The problem is that Caesar is still on Caesar's throne, and we tend to play by his rules. We reward people who do the right thing, and we commend those who stay out of trouble ? as well we should. But you've got to wonder whether we have lost our sense of joy working with the lost: those who are candidates for restoration, recovery and discovery. We behave like the scribes and the Pharisees, and we tend to ignore the homeless, the harlot or the habitual user.

But God wants us to start behaving in ways that are seen only in the gospel. Jesus tells us that God's kingdom is coming, and that Caesar will not be sitting on his throne forever. The challenge for us is to join God in feeling mercy toward those who are lost, and to whoop it up when they repent and return to the community of faith. Paul makes this explicit in Colossians 1: Reconciliation is what gives God pleasure. "For in him all the fullness of God was pleased to dwell, and through him God was pleased to reconcile to himself all things" (vv.19-20).  
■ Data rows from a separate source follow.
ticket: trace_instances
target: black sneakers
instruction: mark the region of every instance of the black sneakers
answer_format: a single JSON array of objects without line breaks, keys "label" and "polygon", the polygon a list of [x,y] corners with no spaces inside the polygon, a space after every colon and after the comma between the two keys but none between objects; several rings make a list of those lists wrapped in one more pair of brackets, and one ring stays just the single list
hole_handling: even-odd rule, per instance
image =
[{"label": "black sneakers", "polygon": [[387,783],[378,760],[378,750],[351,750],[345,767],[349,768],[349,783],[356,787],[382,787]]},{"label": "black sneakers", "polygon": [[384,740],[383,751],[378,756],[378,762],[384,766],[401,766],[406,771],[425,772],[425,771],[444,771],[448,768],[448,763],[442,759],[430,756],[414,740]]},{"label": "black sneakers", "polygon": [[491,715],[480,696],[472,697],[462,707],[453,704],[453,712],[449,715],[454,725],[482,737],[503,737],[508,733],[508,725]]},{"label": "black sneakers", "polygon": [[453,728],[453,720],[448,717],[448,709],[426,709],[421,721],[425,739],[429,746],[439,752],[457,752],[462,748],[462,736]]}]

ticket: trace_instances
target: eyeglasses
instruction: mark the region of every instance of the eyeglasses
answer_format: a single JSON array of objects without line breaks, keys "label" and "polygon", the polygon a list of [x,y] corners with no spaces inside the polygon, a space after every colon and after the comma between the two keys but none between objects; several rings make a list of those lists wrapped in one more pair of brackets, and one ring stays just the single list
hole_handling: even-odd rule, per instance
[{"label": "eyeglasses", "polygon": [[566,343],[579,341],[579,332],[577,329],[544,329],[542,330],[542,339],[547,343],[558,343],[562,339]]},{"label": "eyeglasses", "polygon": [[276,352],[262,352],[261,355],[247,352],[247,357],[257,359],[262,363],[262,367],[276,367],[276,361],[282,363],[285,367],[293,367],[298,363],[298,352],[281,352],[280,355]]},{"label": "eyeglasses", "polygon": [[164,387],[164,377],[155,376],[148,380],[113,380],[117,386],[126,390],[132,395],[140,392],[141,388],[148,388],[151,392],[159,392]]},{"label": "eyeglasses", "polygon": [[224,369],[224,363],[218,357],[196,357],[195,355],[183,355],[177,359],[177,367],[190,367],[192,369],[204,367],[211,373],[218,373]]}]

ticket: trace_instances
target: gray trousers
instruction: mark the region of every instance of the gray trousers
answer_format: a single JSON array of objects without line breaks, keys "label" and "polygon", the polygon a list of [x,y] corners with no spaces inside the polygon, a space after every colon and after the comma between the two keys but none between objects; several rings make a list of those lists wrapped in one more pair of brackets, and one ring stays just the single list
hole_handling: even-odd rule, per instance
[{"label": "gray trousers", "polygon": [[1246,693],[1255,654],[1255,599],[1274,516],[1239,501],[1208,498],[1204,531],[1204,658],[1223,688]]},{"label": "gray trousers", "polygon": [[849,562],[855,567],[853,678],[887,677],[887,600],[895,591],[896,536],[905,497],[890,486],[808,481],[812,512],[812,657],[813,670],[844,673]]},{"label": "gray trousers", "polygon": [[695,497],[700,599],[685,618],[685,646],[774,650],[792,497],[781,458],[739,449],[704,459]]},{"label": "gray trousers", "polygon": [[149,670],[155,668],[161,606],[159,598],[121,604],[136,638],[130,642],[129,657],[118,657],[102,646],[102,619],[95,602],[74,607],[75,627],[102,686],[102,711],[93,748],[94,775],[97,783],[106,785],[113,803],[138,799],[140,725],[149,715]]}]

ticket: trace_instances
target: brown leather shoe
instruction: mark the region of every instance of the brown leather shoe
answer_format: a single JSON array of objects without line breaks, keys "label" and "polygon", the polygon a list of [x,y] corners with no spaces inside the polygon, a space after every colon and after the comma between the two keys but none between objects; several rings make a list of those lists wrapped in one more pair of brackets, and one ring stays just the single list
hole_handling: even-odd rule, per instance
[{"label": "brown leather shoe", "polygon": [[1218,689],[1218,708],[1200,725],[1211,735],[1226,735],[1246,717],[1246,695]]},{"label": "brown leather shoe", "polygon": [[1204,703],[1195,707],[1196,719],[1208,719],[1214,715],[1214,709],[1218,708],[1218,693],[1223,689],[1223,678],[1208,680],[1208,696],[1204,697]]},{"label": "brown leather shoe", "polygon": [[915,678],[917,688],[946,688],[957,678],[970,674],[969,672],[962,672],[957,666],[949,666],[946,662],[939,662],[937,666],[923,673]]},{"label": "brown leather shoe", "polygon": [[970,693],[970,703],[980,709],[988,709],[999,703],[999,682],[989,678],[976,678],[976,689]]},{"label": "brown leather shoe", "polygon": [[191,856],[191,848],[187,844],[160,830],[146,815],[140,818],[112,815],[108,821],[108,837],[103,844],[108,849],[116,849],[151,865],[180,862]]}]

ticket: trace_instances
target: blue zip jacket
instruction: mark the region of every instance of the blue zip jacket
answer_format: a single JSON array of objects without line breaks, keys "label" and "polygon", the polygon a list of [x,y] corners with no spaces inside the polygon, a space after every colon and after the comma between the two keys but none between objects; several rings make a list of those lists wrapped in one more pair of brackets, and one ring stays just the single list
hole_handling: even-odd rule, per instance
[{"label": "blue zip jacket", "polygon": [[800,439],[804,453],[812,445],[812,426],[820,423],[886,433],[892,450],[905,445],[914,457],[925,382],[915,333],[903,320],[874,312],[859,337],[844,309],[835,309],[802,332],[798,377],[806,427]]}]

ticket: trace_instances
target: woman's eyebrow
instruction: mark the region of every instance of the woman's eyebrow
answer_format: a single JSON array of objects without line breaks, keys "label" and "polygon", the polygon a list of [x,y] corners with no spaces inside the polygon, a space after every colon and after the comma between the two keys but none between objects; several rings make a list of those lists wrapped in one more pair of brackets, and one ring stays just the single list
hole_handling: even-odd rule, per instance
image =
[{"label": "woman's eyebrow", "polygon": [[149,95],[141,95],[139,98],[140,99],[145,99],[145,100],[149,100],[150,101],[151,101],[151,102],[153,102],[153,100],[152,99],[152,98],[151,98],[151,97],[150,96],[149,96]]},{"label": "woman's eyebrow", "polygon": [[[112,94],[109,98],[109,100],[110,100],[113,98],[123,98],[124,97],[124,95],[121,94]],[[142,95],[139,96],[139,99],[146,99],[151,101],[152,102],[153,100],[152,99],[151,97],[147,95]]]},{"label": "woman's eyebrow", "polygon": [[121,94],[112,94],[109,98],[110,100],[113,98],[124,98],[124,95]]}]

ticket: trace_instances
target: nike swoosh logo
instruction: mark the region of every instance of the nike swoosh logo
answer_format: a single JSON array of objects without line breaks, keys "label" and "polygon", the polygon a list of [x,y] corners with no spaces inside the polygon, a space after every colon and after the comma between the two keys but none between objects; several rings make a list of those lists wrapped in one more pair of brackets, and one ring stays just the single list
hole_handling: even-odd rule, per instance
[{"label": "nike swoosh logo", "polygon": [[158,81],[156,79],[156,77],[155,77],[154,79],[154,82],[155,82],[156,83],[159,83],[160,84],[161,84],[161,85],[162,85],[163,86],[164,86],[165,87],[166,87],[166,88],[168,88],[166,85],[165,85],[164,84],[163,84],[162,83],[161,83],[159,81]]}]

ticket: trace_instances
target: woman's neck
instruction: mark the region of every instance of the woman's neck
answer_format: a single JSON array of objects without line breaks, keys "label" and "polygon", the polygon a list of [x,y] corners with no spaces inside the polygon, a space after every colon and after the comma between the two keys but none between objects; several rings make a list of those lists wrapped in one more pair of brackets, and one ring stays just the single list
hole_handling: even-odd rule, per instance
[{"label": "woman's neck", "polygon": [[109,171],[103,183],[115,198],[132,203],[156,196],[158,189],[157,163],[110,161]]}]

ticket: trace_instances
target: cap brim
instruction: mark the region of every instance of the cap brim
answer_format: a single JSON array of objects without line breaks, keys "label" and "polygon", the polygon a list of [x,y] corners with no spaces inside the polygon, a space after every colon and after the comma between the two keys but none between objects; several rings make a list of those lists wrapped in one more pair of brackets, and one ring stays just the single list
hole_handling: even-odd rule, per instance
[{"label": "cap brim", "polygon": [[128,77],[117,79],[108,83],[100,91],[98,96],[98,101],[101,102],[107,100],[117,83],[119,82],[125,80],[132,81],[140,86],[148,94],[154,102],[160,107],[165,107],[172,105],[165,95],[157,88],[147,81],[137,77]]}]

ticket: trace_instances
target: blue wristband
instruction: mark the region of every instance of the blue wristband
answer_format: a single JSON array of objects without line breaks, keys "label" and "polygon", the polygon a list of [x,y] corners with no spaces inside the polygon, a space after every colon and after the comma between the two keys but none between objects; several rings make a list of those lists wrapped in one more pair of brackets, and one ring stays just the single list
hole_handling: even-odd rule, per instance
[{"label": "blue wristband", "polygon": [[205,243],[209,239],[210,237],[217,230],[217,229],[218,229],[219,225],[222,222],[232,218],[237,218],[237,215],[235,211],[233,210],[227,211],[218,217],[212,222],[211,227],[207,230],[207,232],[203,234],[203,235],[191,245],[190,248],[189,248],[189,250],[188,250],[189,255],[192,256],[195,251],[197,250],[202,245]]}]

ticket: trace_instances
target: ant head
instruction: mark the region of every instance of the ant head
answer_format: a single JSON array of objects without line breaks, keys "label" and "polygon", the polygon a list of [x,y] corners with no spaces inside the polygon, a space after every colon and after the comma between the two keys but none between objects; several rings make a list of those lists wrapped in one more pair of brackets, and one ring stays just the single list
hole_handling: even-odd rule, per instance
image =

When the lost are found, God throws a party and wants us all to join the celebration. There's nothing unrealistic about it. May we be like the ancient Hebrews of old who, when they heard Nehemiah's declaration, they all "went away to eat and drink, to send portions of food and to celebrate with great joy, because they now understood the words that had been made known to them" (8:12, NIV).

Sources:

Crossan, John Dominic. "The parables of Jesus." Interpretation, July 2002, 253.
 "40 things that only happen in movies." Nostalgia Central Web Site: nostalgiacentral.com.